For the other defining change of the last 12 years has gradually seen the essential big earner for England’s small but richly endowed libel bar sliding away. English libel law, offering heavy damages, huge fees and real advantages to a prospective litigant, has slowly become another victim of the digital revolution. Our courts have traditionally welcomed cases from all over the globe, however vestigial publication to a UK audience may have been. In that sense, the internet seemed to offer still plumper pickings. But American administrations, first at a state then a national level, became disgusted by the justice they saw meted out to their citizens by the Strand. They have decided that no English ruling that infringes the right to free speech can be enforced across the Atlantic. Our own politicians, spurred into action, are seeking to reform the gross imbalances of English libel.

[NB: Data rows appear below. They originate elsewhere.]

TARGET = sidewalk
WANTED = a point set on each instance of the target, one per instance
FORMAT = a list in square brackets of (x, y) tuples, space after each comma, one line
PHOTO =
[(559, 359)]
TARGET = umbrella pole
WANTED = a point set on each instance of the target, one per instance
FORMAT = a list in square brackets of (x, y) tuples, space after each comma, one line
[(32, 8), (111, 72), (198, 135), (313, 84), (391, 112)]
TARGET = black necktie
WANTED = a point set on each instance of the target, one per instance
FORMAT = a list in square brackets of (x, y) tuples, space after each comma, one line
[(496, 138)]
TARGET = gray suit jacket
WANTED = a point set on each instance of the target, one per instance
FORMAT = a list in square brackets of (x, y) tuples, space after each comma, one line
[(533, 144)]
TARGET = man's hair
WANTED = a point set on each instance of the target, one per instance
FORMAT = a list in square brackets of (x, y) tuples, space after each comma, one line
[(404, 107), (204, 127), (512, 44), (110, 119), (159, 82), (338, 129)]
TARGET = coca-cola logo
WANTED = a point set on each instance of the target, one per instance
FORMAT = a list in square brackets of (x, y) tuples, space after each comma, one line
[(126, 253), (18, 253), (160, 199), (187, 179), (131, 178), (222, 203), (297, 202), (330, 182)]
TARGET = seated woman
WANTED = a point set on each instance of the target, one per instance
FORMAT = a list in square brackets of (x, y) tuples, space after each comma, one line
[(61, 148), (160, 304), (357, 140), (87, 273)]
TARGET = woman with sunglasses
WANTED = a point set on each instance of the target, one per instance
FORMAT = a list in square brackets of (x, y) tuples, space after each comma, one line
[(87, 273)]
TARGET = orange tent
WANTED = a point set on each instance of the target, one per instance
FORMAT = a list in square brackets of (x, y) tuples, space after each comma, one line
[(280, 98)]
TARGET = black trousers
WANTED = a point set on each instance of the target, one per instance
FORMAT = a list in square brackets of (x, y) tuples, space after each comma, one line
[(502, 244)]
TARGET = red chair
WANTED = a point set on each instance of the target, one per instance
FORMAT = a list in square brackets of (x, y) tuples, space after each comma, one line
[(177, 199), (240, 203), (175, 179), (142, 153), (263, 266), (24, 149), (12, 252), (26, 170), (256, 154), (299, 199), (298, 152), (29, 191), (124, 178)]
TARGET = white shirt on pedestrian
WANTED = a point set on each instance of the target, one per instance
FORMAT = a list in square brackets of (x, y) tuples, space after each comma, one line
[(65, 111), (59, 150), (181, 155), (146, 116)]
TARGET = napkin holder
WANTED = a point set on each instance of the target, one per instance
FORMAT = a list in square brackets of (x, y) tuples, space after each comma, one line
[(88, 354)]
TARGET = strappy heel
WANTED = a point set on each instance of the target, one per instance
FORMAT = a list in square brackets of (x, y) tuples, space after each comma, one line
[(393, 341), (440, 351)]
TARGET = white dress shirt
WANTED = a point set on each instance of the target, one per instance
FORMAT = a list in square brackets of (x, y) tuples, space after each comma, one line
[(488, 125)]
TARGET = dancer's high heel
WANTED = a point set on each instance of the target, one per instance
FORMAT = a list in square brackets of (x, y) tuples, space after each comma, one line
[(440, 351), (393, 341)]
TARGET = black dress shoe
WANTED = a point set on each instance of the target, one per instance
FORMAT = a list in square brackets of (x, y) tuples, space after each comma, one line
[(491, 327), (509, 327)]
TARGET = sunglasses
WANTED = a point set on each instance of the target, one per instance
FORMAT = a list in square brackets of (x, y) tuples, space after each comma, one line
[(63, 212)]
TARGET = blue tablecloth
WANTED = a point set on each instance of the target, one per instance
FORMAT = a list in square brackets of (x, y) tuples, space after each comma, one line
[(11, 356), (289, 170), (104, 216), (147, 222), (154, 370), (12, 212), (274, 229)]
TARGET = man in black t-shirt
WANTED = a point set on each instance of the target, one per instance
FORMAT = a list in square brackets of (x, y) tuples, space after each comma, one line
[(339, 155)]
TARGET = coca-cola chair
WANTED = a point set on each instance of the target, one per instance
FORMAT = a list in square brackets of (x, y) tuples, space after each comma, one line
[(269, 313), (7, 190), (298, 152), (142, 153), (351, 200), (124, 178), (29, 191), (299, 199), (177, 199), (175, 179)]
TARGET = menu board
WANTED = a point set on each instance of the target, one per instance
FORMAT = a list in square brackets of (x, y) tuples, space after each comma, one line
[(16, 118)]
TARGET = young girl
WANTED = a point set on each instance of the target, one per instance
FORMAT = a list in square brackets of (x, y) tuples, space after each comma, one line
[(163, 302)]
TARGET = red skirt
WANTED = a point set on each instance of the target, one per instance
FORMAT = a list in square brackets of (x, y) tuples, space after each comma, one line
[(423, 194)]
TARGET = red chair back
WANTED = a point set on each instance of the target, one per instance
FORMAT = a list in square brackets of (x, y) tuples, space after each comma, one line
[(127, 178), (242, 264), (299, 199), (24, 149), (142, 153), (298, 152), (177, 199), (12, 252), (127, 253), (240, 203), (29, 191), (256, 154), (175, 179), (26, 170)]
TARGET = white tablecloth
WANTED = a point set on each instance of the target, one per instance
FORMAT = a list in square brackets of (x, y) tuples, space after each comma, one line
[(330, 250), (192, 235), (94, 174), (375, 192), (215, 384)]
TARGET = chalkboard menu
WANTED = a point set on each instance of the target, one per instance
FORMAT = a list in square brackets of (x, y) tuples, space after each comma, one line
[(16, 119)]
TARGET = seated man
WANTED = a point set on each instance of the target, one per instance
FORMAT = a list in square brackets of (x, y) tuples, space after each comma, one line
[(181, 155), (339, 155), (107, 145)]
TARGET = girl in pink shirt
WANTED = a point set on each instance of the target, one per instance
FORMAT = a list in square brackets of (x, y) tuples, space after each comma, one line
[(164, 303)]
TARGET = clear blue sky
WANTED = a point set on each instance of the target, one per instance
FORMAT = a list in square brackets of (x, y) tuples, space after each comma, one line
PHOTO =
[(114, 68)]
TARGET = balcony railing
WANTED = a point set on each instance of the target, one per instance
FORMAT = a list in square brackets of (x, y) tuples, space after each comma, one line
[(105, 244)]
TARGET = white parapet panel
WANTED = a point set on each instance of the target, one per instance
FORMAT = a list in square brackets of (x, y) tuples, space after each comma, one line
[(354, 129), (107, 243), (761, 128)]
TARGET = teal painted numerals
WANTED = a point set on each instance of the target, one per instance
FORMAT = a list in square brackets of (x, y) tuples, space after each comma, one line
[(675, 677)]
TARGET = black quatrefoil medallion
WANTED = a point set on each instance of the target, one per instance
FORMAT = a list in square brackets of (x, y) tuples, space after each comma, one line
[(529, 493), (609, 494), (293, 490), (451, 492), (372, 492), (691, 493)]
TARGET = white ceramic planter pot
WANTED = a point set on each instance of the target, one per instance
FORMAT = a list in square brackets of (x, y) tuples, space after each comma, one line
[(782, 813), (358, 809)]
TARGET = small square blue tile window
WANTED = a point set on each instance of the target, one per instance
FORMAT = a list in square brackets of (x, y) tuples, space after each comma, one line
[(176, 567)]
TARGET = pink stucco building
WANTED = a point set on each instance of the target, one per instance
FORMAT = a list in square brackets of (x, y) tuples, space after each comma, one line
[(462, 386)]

And this decline in libel rewards is fundamentally connected to the rise in privacy speculation since 1998. Max Mosley could have chosen libel, but opted for privacy. Lawyers, naturally, have moved into this fresh, potentially lush area of litigation. Sweeping injunctions – nobody has quite counted them yet – have become the weapon of first resort. Sometimes (as with Trafigura’s attempt to gag the Guardian) the case has been too outrageous to endure. More typically, though, the queue of celebrities at the court door has succeeded in buying expensive secrecy for marital misdeeds – even if some, such as Andrew Marr, eventually repented of going to court.
John Naughton produced the handy spreadsheet above, which presents a rough estimate of the cost of trying to sue Twitter over pointless superinjuctions: about two days’ wages. As Naughton notes: “In the case of footballers earning anything up to £200k a week, the fees probably look like small beer, so there’s clearly room for business expansion here — for lawyers.”